If you have access to NV_vertex_attrib_integer_64bit, then you can use the uint64_t type in the shader. This can be used as integer values for inputs and outputs (including being fed by vertex attributes).

They can also be used in Interface Blocks. They have a size of 8 bytes, and in std140/430 layout, they have an alignment of 8 bytes.

uint64_t values can be converted to any sampler or image type using constructors: sampler2DArray(some_uint64). They can also be converted back to 64-bit integers.

If NV_vertex_attrib_integer_64bit is not available, then you can achieve much the same effect using the uvec2 type. The first component is the least-significant 4 bytes of the integer, with the second component being the most-significant 4 bytes of the integer. So if you store a 64-bit integer on a little-endian machine, you can read it directly as a uvec2.

You cannot pass 64-bit vertex attributes to a uvec2, but you can take the same data and pass it as a 2-element unsigned integer vector. Similarly, you can use uvec2 within an Interface Block to pass 64-bit integers.

Note however that with std140 layout, an array of uvec2 will have the same array stride and alignment as a vec4: 16-bytes. To avoid this, you can declare it as an array of uvec4 of half the size (rounded up), then pick out the two elements you need.

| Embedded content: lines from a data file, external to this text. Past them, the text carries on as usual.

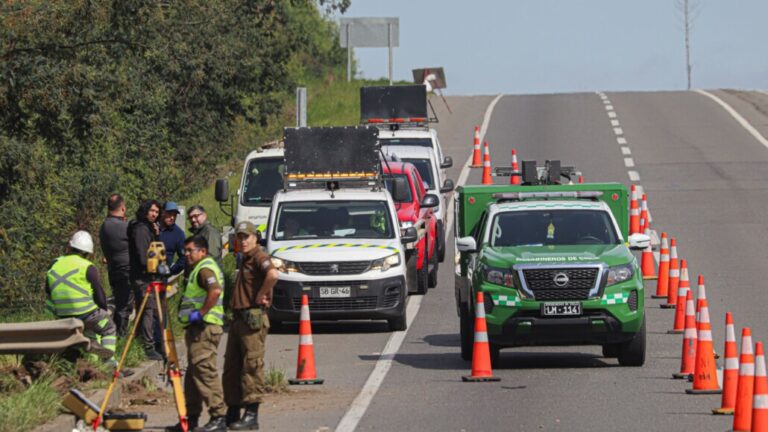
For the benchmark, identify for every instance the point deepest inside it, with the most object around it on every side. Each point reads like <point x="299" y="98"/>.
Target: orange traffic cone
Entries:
<point x="305" y="367"/>
<point x="648" y="263"/>
<point x="481" y="351"/>
<point x="683" y="288"/>
<point x="688" y="358"/>
<point x="674" y="276"/>
<point x="705" y="372"/>
<point x="731" y="371"/>
<point x="486" y="164"/>
<point x="760" y="398"/>
<point x="634" y="213"/>
<point x="662" y="285"/>
<point x="515" y="179"/>
<point x="476" y="157"/>
<point x="742" y="413"/>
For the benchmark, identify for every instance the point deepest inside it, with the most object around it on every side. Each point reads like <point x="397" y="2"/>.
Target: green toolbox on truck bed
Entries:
<point x="554" y="265"/>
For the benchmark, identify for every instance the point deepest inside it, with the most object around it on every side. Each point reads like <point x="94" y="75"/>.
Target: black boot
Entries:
<point x="250" y="420"/>
<point x="216" y="424"/>
<point x="233" y="415"/>
<point x="191" y="423"/>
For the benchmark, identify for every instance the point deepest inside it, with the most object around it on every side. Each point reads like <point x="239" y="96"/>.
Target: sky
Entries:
<point x="563" y="46"/>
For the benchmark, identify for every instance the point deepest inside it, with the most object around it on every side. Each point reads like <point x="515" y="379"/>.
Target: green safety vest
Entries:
<point x="195" y="295"/>
<point x="71" y="293"/>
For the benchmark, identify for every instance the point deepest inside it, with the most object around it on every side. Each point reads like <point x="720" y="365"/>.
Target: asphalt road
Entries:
<point x="705" y="178"/>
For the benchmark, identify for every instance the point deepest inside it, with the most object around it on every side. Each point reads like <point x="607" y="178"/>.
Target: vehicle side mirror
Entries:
<point x="430" y="200"/>
<point x="466" y="244"/>
<point x="222" y="190"/>
<point x="447" y="186"/>
<point x="410" y="235"/>
<point x="639" y="241"/>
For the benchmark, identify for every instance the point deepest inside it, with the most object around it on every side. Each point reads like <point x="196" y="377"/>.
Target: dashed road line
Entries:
<point x="360" y="405"/>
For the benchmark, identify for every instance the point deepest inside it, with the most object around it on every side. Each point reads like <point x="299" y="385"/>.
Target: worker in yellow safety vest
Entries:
<point x="74" y="290"/>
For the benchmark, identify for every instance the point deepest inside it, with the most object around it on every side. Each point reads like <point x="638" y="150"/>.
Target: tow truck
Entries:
<point x="333" y="232"/>
<point x="415" y="209"/>
<point x="553" y="263"/>
<point x="401" y="114"/>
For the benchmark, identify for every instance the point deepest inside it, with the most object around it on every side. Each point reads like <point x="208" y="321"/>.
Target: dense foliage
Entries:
<point x="142" y="97"/>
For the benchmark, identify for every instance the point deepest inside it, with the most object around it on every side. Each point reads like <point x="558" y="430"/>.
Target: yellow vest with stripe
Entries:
<point x="195" y="295"/>
<point x="71" y="293"/>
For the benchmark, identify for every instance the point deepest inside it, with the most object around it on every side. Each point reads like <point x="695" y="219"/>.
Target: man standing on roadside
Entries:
<point x="243" y="378"/>
<point x="141" y="232"/>
<point x="201" y="226"/>
<point x="202" y="312"/>
<point x="113" y="237"/>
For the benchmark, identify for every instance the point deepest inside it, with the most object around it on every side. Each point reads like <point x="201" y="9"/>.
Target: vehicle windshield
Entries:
<point x="553" y="227"/>
<point x="403" y="195"/>
<point x="263" y="178"/>
<point x="333" y="219"/>
<point x="425" y="170"/>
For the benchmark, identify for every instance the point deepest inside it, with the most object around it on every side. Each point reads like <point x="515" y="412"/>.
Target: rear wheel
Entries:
<point x="632" y="353"/>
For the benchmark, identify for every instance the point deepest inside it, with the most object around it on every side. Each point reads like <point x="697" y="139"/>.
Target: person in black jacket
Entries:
<point x="141" y="232"/>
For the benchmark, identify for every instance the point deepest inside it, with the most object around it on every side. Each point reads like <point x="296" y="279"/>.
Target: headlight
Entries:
<point x="284" y="266"/>
<point x="504" y="277"/>
<point x="386" y="263"/>
<point x="618" y="274"/>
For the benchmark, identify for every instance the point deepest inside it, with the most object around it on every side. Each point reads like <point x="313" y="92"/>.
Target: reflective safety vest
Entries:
<point x="71" y="293"/>
<point x="195" y="295"/>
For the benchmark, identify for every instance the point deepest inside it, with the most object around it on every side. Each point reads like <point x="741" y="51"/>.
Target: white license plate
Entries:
<point x="561" y="309"/>
<point x="331" y="292"/>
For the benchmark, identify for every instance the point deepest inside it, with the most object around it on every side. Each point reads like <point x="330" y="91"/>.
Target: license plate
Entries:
<point x="331" y="292"/>
<point x="561" y="309"/>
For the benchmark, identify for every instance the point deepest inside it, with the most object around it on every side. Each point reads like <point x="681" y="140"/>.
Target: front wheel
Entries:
<point x="632" y="353"/>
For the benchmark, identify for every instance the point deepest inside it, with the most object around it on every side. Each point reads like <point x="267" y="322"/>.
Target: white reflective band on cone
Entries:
<point x="760" y="402"/>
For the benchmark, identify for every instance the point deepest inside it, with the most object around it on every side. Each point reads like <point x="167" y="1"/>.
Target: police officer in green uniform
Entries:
<point x="244" y="358"/>
<point x="202" y="312"/>
<point x="74" y="290"/>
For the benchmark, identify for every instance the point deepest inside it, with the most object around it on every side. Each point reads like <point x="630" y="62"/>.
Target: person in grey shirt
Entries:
<point x="198" y="218"/>
<point x="113" y="237"/>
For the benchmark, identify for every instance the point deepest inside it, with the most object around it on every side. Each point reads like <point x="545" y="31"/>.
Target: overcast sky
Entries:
<point x="554" y="46"/>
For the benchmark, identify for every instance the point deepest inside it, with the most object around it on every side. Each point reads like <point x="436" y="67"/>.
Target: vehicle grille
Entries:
<point x="339" y="304"/>
<point x="339" y="268"/>
<point x="580" y="282"/>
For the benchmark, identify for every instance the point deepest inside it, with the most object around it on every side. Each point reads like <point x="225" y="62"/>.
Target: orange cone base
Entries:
<point x="722" y="411"/>
<point x="479" y="379"/>
<point x="297" y="381"/>
<point x="694" y="391"/>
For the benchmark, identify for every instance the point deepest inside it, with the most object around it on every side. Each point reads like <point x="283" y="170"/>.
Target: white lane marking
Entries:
<point x="360" y="405"/>
<point x="741" y="120"/>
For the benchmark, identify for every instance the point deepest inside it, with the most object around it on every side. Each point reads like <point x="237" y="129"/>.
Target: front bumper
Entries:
<point x="369" y="299"/>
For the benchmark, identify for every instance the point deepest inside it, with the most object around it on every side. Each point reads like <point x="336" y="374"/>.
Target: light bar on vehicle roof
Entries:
<point x="561" y="194"/>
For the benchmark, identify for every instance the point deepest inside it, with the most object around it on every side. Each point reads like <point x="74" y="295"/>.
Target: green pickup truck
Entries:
<point x="554" y="265"/>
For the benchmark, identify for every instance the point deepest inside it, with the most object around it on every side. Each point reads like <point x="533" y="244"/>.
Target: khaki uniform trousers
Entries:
<point x="201" y="383"/>
<point x="243" y="377"/>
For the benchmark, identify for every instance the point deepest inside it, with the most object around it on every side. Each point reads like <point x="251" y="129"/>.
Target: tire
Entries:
<point x="439" y="231"/>
<point x="466" y="331"/>
<point x="632" y="353"/>
<point x="422" y="276"/>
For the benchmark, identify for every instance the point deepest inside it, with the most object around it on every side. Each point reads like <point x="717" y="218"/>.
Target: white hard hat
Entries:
<point x="82" y="241"/>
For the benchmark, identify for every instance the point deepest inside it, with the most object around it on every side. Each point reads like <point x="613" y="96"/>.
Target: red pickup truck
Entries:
<point x="414" y="209"/>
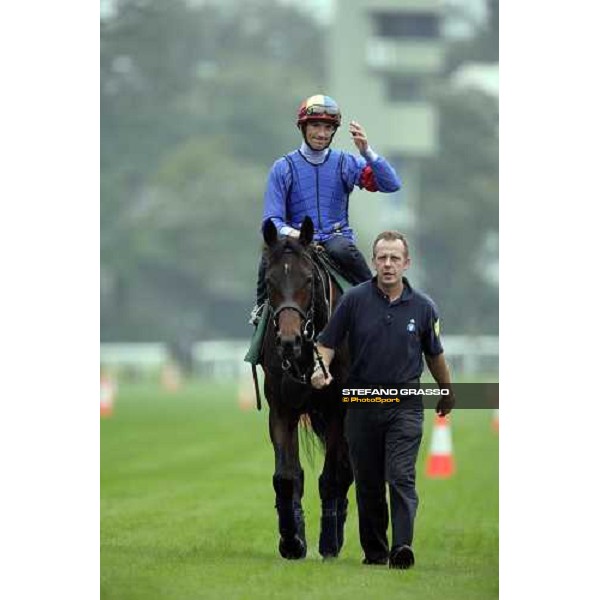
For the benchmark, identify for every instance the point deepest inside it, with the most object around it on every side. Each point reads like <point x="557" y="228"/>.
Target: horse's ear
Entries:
<point x="307" y="231"/>
<point x="269" y="233"/>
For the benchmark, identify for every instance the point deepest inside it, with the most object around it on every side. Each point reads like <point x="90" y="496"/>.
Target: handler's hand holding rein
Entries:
<point x="318" y="379"/>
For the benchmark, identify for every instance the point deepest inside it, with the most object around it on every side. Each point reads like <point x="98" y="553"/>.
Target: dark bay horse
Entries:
<point x="301" y="297"/>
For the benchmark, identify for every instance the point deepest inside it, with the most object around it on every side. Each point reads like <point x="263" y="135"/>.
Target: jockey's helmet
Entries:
<point x="319" y="108"/>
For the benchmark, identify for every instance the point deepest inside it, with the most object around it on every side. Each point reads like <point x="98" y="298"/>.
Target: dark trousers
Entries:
<point x="384" y="444"/>
<point x="352" y="263"/>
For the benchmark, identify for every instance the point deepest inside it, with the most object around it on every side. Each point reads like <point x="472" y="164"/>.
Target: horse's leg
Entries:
<point x="288" y="484"/>
<point x="334" y="482"/>
<point x="344" y="479"/>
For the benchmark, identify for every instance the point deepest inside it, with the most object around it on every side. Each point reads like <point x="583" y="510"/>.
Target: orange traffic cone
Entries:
<point x="108" y="391"/>
<point x="440" y="462"/>
<point x="495" y="421"/>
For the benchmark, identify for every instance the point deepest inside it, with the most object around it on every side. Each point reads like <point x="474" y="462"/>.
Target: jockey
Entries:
<point x="317" y="181"/>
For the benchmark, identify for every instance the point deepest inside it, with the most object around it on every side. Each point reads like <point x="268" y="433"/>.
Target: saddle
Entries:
<point x="337" y="278"/>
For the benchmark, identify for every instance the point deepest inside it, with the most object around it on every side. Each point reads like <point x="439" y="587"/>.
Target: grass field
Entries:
<point x="187" y="509"/>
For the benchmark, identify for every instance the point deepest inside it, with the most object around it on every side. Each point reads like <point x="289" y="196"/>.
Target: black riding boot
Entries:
<point x="298" y="512"/>
<point x="291" y="545"/>
<point x="342" y="513"/>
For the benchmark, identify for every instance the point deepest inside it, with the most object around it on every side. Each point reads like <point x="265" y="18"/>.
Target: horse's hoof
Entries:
<point x="292" y="549"/>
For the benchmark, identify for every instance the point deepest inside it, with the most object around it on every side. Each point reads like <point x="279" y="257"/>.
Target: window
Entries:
<point x="406" y="25"/>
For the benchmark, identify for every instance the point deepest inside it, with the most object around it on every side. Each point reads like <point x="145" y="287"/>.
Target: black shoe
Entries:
<point x="402" y="557"/>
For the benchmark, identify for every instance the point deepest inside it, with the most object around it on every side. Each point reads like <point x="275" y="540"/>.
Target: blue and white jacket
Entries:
<point x="297" y="187"/>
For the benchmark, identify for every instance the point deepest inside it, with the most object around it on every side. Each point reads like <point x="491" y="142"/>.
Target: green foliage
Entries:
<point x="197" y="101"/>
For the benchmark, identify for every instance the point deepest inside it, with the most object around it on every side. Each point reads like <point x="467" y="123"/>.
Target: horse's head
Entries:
<point x="289" y="284"/>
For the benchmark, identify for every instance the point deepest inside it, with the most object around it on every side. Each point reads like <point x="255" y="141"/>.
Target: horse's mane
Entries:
<point x="286" y="245"/>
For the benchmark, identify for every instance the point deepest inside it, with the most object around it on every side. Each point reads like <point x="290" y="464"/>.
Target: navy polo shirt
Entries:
<point x="387" y="340"/>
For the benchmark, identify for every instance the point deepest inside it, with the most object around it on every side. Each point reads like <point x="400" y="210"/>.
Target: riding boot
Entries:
<point x="342" y="513"/>
<point x="291" y="546"/>
<point x="328" y="540"/>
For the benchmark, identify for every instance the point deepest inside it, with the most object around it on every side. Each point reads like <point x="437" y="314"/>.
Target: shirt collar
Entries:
<point x="407" y="291"/>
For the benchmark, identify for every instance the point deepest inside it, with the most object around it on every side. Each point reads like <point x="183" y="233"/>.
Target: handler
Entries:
<point x="317" y="181"/>
<point x="390" y="326"/>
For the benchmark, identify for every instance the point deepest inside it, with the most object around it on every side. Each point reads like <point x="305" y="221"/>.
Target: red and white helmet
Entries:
<point x="319" y="108"/>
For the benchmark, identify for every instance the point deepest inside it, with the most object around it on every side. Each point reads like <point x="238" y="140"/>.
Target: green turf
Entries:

As with uint64_t, constructors can convert between between uvec2 and sampler/image types.

Using handles

You can declare sampler/image variables as local variables, and you can initialize them from other sampler/image variables or by converting from integer values. You can leave a sampler/image variable uninitialized until later. Sampler/image variables can be passed into functions (but not used as return values).

Otherwise, there are no arithmetic operations that can be performed on a sampler/image.

Once you have a sampler/image variable, you can pass it to a texture/image function and use it as normal.

Extension implementation

This is not a core feature of any OpenGL version; at present, it only exists as an extension. This is not for any of the reasons that an extension might become ubiquitous. It is instead a matter of practicality.

If OpenGL 4.4 required bindless texture support, then only hardware that could support bindless textures could implement a conforming 4.4 implementation. But not all 4.3 hardware can handle bindless textures. The OpenGL ARB decided to make the functional optional by having it be an extension.

It is implemented across much of the OpenGL 4.x hardware spectrum. Intel is mostly absent, but both AMD and NVIDIA have a lot of hardware that can handle it.